The station was granted a permit in 1958 to move to 600 kHz as a 1 kW daytimer.  Nighttime operation on this frequency was not possible due to co-channel stations in Memphis, New Orleans and Jacksonville.  In fact, it appears that the owners of WREC in Memphis tried to get this application for even a daytimer rejected to protect their critical hours coverage area, but it was denied.  The owners filed a license to cover in October 1958 and pressed a Gates BC-1T transmitter into service on the frequency. With the sign on of the new frequency, the studios moved to South Ouida Street (where Spectrum Cable has a headend, today).  The transmitter site moved to US-84 about 1.5 miles east of downtown Enterprise, which would have put it near where the 84 Bypass road meets East Park Avenue (old US-84) today, possible off Paul Street south of US-84.

In 1968, the station lauched an FM sister station, WIRB-FM on 96.9 MHz.  Today it's known as WDJR.  It originally broadcast from the top of the AM's tower before moving elsewhere for better coverage.

Going back to at least 1975 the station played Country and Western music.  Later it appears to have added some German language programming. (!)

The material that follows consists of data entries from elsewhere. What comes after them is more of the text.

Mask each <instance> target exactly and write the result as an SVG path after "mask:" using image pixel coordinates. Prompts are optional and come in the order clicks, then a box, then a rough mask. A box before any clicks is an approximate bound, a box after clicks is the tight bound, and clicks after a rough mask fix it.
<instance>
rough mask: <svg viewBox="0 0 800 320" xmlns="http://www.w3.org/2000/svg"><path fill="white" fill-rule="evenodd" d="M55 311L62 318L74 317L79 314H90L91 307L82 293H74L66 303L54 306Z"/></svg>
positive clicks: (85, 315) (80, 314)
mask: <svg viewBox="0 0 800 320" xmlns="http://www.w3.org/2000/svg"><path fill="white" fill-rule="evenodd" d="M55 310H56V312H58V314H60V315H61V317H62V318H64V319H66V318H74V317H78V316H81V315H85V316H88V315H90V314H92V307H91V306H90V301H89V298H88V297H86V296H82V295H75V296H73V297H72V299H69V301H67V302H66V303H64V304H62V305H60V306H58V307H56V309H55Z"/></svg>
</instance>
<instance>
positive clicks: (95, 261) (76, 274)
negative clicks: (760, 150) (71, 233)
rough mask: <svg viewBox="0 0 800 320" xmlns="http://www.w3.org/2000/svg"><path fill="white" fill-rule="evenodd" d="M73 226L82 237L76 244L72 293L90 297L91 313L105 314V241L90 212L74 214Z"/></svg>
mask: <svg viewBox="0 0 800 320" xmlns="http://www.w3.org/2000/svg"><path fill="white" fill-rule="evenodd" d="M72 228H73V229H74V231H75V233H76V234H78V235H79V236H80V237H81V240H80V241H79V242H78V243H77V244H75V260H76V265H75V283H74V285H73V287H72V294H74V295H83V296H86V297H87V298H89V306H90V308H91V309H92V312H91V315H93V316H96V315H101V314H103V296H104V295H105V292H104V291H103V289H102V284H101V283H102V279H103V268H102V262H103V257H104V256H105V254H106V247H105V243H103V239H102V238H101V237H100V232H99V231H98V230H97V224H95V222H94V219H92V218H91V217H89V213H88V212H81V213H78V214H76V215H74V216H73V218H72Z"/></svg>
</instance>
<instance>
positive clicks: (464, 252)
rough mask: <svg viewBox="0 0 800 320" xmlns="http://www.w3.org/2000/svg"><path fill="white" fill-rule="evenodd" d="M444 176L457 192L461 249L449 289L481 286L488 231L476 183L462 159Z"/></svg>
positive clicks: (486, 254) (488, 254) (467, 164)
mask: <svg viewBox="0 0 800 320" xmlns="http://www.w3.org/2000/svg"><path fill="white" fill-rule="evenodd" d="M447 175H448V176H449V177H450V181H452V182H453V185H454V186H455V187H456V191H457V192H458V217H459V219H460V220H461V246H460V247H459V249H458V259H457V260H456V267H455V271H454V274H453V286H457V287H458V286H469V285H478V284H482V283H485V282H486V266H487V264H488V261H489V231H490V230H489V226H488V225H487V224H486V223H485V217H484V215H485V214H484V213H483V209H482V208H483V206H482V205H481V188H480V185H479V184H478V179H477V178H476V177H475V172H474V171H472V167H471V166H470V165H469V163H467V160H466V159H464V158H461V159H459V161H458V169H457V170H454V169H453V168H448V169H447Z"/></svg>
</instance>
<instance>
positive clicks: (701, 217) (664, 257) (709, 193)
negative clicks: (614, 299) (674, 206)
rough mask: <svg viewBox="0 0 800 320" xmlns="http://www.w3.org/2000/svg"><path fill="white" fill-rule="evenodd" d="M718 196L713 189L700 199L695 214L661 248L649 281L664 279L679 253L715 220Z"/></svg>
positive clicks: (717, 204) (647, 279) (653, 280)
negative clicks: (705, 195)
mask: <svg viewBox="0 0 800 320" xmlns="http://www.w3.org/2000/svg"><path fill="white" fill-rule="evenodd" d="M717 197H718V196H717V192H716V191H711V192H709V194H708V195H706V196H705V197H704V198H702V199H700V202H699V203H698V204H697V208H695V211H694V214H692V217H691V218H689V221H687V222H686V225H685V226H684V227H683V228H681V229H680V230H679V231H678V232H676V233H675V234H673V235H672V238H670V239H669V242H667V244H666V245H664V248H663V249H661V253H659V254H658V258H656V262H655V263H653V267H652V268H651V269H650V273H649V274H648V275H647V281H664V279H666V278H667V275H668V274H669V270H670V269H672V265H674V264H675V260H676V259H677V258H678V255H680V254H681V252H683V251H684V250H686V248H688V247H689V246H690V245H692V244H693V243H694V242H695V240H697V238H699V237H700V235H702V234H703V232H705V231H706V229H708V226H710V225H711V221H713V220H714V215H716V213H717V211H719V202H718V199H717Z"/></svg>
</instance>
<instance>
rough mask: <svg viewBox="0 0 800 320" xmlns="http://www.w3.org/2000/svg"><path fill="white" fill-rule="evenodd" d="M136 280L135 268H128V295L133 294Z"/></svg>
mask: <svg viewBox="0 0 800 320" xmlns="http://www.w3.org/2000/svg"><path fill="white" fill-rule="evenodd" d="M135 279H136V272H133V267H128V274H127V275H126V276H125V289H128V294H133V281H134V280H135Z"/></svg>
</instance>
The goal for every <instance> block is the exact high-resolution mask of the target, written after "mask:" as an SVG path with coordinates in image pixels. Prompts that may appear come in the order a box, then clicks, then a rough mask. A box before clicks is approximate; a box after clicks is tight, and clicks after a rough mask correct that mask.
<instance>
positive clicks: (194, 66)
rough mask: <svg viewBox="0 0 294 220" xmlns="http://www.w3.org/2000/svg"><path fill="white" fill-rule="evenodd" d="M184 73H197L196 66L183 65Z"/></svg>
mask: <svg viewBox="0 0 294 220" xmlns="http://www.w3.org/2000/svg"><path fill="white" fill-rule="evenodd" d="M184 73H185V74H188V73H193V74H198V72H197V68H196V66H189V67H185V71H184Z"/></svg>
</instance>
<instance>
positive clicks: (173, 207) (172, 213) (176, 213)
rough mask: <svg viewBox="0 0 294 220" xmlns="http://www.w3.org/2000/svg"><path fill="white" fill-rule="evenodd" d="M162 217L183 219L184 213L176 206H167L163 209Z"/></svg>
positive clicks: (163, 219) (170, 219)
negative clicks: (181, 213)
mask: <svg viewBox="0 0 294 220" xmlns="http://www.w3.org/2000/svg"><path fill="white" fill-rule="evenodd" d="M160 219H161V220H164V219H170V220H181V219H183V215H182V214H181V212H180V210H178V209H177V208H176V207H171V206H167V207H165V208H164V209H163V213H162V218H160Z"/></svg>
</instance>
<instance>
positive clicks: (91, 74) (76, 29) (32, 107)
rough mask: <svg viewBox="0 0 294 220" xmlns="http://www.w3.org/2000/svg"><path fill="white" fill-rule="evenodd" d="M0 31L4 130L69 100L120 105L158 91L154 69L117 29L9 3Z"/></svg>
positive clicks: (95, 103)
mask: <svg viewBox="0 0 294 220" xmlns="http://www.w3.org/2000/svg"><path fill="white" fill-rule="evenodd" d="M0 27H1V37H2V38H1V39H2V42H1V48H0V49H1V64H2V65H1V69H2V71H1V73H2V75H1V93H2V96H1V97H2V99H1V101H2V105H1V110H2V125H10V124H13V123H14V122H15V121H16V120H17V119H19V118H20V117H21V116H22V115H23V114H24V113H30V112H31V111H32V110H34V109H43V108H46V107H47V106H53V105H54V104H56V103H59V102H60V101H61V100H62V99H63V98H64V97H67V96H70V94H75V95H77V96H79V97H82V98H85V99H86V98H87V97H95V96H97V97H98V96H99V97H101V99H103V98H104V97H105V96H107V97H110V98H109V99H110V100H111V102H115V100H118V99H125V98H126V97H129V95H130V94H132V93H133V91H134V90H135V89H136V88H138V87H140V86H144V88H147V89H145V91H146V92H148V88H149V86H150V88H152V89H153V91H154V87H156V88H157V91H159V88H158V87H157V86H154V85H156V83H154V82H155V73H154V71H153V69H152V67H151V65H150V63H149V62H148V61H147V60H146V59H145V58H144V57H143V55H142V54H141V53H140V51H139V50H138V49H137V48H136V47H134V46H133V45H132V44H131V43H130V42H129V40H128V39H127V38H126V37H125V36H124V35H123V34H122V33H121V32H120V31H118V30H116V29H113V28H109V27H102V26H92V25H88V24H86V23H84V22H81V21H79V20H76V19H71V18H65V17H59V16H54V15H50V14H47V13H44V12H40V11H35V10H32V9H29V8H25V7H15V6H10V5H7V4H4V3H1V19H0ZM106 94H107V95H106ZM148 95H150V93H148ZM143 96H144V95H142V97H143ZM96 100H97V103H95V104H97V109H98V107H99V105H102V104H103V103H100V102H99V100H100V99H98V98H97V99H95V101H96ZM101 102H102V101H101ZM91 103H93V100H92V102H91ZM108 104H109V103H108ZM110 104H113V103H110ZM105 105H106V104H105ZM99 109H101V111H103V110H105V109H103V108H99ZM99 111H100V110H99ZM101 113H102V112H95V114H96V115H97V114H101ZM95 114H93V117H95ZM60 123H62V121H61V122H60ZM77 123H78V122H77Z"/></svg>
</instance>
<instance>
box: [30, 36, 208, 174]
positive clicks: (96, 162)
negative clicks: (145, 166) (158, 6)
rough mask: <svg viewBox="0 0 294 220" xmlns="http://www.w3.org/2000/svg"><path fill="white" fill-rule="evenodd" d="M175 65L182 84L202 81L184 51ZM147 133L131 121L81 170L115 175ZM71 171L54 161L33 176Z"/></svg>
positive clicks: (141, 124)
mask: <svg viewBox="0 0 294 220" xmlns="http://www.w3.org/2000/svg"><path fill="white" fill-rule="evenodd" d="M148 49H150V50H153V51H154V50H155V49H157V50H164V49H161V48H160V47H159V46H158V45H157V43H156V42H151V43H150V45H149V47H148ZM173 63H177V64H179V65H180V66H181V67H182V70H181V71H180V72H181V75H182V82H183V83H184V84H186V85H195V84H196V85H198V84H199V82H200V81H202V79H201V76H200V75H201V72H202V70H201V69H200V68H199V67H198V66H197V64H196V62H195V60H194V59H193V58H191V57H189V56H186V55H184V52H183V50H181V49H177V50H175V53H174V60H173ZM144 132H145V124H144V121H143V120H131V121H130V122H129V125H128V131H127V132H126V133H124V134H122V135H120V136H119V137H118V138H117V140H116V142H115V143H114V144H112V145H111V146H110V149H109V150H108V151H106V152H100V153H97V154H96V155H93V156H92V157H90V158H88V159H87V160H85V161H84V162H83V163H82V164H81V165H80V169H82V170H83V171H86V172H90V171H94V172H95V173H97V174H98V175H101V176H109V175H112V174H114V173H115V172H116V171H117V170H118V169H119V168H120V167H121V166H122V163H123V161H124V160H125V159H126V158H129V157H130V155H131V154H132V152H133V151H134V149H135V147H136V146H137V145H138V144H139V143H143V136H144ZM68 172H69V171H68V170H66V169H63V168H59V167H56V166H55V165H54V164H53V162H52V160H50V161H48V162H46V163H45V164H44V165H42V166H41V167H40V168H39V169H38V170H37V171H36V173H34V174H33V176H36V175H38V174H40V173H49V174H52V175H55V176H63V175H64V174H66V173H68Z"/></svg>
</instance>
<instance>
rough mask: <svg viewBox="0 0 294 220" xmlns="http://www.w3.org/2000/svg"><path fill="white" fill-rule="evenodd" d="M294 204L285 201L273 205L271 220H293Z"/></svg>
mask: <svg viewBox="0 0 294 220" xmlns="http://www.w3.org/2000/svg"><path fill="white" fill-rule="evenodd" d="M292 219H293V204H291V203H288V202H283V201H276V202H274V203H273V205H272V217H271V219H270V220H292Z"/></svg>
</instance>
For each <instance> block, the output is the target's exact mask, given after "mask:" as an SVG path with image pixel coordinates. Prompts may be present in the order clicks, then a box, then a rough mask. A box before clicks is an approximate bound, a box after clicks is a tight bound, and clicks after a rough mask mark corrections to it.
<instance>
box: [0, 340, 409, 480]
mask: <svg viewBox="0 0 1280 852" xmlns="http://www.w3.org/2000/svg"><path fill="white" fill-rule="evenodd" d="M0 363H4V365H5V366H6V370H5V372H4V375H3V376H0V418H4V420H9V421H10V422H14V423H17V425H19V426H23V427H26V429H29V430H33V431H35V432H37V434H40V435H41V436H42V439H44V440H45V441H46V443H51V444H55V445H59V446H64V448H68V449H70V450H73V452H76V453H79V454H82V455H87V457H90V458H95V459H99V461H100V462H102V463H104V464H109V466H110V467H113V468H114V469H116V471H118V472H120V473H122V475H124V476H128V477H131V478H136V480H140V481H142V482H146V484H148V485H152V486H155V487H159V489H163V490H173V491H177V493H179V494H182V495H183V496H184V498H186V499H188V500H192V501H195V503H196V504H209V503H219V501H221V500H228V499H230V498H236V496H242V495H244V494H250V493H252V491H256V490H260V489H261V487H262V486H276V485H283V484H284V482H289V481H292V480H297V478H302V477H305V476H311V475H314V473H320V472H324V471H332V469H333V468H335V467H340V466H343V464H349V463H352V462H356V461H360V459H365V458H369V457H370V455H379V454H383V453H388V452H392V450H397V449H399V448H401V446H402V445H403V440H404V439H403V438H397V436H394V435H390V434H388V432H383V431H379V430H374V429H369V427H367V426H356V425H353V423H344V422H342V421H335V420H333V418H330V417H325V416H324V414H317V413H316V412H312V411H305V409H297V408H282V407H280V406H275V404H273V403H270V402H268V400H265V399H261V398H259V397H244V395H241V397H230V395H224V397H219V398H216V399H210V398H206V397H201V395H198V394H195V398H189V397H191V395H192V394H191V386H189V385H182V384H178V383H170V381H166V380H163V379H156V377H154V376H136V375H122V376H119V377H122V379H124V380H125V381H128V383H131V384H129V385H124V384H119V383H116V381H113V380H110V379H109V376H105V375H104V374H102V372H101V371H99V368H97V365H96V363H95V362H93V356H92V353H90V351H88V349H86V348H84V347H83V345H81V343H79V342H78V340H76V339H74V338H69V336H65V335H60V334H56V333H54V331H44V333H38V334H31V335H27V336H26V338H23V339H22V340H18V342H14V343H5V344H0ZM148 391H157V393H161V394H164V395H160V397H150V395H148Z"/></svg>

The station's license was transferred from Wiregrass Broadcasting Company (at this point, just R. E. James was left of the three original partners) to Q. E. Three, Inc, in 1979, but that appears to have never been consummated; indeed, the license was not shown to be in another company's hands until 1986 when it was acquired by Northcom, Ltd.  They flipped the format to MOR (Middle Of The Road) around 1988, and changed the calls of both the AM WLHQ, to match the FM's, which changed a few years previous.  That format did not last and the AM and FM began simulcasting the FM's CHR (Contemporary Hit Radio) format until the AM went dark for good in 1992. 

In more recent times, the WIRB calls have been resurrected for a station licensed to Level Plains, but it bares no relation to this station or the companies that owned it.